Another dozen people reclined inside on a passel of leather couches, staring up at the final minute of a lopsided bowl game. Between plays, the director cut away to a shot of the announcers in the booth eating Chick-fil-A sandwiches. Down on the field, two linemen hoisted a coach onto their shoulders before their other teammates could douse him with the Gatorade bucket. Which meant that what the linemen had intended as a Gatorade shower for the coach instead became an avalanche of sticky ice poured down his butt and over their teammates’ heads. As the color commentator drew up the error on the Telestrator, he laughed and said, “What did you expect? They’re big, dumb oxes, these linemen, every one of them. I should know. I played nose guard in college.”
Like half the other women at the party, Sarah wore a swimsuit. Hers was a demure navy-blue bikini, and over that, she wrapped a flirty white terrycloth robe that fell open at midthigh.

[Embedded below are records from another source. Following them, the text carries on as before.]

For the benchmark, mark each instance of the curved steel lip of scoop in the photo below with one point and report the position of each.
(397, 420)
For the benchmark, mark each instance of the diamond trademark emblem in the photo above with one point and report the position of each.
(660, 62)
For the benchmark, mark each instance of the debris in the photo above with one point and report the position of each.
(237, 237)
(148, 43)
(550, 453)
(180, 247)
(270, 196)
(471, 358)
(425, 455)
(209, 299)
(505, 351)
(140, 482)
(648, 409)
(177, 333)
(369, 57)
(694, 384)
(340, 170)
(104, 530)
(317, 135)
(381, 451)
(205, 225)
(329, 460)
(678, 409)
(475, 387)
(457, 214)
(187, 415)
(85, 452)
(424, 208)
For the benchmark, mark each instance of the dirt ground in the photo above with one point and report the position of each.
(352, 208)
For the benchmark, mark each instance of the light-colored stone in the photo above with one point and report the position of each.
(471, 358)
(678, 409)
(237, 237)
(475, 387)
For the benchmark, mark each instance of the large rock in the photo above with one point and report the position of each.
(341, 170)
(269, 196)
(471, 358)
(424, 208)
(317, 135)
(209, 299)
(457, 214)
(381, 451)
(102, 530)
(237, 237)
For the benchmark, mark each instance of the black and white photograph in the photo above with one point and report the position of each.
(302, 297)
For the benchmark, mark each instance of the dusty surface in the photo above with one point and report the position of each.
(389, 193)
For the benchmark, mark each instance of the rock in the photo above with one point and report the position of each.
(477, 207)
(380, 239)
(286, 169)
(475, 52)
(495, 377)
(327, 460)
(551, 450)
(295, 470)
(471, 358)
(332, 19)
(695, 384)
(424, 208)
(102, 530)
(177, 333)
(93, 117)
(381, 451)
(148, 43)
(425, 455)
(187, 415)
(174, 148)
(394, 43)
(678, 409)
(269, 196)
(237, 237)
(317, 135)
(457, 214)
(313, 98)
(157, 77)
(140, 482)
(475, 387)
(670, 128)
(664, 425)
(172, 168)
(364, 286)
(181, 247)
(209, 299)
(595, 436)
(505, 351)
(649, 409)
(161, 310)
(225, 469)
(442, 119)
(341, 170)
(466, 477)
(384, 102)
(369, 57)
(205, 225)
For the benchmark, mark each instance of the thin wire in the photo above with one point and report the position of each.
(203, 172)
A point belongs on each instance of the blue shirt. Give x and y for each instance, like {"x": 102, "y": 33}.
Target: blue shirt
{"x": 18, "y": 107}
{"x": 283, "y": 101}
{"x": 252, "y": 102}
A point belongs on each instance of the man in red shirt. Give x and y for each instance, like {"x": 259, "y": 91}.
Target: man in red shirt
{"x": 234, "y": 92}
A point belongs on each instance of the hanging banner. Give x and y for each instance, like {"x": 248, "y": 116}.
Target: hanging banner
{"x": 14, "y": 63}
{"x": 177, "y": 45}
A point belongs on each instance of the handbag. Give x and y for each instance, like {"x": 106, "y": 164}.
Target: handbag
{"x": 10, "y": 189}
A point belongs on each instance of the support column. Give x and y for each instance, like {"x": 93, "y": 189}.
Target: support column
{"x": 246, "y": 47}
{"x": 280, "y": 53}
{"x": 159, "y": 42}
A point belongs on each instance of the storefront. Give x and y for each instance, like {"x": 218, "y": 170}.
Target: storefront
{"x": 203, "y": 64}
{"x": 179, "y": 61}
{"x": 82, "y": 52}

In between bouts of hot-tub frolicking, she elbowed her way through clusters of friends to retrieve a beer and found herself leaning over a small, mirrored tray striped with parallel lines of cocaine. Sarah considered her own reflection—a hint of wind and sun, her nostrils appended with a five-dollar bill—then looked around the house to ensure Gabriel was not watching before hoovering up two quick bumps of someone else’s blow.